What goin to be cool next? AIDS? Sickle cell anemia?

This isn’t actually the first time that I’ve heard autistic liberation compared to pro-anorexia. But the comparison is no more real for its repetitiveness. And then we get into AIDS, etc, like usual. Of course, this is from a forum on one of those sites that is deliberately offensive or something, but it’s certainly a common thing for people to say even outside that kind of site.

This is from a letter signed, Michael A. Chernoff, for Alexander, Houston, Texas.

…(but what price do you put on a child whose life has been destroyed by a known poison that was given to them?).

This is what I call, “American’s Silent Holocaust.” It has happened and continues to this day to happen, but there are selfish individuals and organizations that are more concerned about their reputations and money,then ever doing the “right thing.”

…

So I plead that every person that has a child, or grand-child, or knows someone they care for and love with this horrible disorder, become ANGRY…become so vocal to your congressional representative’s, find the right lawyers (because that’s how we fight for our rights in a democracy),make it a point to write your newspaper and do whatever you can to make this “Silent Holocaust” known. It will be the only way our autistic children will have a future.

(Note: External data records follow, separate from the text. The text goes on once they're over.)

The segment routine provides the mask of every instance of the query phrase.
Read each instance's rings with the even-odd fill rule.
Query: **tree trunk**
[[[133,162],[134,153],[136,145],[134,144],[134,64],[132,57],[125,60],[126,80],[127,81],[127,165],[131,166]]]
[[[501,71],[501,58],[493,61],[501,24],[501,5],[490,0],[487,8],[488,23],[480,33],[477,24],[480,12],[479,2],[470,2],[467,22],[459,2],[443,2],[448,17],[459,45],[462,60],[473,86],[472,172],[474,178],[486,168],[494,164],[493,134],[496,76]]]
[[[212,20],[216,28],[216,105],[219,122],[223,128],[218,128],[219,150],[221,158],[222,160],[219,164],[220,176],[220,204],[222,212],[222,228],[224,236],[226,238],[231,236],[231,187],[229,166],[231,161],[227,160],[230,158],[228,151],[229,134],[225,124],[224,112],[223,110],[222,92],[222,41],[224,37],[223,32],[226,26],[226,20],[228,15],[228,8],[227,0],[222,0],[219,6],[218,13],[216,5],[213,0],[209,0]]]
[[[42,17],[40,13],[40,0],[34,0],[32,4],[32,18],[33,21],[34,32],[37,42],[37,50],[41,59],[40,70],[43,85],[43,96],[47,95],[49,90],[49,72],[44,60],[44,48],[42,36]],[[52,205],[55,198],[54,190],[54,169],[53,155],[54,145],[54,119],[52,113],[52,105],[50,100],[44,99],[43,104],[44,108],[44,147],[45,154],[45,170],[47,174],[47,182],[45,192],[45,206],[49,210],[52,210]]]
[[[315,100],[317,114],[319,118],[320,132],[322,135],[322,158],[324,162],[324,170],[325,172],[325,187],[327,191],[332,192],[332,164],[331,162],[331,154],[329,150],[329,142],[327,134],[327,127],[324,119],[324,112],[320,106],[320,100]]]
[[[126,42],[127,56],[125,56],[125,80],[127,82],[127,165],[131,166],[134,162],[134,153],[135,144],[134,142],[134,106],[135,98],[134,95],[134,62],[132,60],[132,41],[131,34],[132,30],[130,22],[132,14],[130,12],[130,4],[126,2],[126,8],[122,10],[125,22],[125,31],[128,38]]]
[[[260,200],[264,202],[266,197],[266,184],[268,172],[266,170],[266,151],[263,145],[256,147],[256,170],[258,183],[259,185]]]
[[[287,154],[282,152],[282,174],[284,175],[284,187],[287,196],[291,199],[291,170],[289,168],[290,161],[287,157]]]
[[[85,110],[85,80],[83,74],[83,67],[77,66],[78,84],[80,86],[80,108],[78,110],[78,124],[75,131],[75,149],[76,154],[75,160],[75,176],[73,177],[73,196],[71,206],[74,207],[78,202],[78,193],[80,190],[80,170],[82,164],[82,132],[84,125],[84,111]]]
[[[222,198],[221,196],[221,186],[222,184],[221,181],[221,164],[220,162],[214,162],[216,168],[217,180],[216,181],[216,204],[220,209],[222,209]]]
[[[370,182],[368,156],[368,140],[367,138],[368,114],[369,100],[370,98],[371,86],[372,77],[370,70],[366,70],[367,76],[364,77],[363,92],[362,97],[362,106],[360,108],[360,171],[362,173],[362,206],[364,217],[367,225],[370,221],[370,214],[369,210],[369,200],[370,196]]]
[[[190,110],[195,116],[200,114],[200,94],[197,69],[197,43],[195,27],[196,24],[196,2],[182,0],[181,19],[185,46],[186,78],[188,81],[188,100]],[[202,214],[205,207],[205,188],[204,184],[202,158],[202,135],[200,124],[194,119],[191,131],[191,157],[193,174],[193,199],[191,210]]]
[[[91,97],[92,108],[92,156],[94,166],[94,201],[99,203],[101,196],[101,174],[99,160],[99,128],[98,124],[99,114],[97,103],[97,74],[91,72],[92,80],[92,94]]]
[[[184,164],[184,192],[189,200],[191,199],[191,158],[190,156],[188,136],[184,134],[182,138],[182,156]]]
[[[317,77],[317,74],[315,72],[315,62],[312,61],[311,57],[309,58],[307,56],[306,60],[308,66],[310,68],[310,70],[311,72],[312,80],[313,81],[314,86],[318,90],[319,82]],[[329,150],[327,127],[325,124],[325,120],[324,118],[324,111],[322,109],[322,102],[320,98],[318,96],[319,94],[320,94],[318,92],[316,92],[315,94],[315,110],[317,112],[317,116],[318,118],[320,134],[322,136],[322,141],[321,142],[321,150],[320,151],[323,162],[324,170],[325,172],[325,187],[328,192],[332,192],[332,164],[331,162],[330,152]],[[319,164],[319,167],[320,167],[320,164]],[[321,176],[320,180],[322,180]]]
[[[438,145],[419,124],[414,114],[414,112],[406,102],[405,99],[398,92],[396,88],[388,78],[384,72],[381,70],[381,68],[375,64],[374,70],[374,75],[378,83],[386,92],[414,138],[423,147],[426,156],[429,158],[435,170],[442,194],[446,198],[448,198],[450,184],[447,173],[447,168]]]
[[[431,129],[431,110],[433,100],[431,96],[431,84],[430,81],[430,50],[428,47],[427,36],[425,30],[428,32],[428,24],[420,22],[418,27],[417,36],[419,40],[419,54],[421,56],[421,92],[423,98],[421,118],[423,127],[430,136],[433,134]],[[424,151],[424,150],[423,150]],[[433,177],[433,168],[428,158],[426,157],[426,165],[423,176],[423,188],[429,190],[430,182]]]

If someone makes comparisons to a genocide, I expect something resembling a genocide. There are certainly many silent genocides going on in the world today, including of disabled people. Vaccinating the population against diseases, however, is not a genocidal act. The fact that lots of autistic people exist is not a genocide either, although we are certainly subject to genocide.

Comparing vaccination to the Holocaust is the sort of thing that I hope doesn’t need to be explained why it’s offensive.

Note also that families of autistic people are described as “afflicted” by this “horrible disorder”, and autistic people are described as having no future by default and having our lives destroyed. But that’s still not as bad as “silent Holocaust”, which has me “silently aghast” at the descriptors people will use. I am not the sort of person who says that Holocaust comparisons are always offensive, because they can be used accurately, since there are many genocides in the world, all of which have at least some elements in common with each other. But they are not the sort of things that should be randomly thrown around as an intensifier, and they certainly don’t apply to the existence of autistic people.

This one jypsy mentioned, part of a blurb for a book (or something, I can’t quite tell what it is) called Fear and Autism.

A spirit of autism has held them since childhood. An antichrist alcoholic occultic bind. What devastation it brings to a child to a marriage sometimes to all communication.

Well… that’s certainly fear of autism. I can’t say that I’ve ever heard autism called “antichrist” before. The quote stands on its own. (Most autistic Christians would disagree with the above sentiments, I suspect.)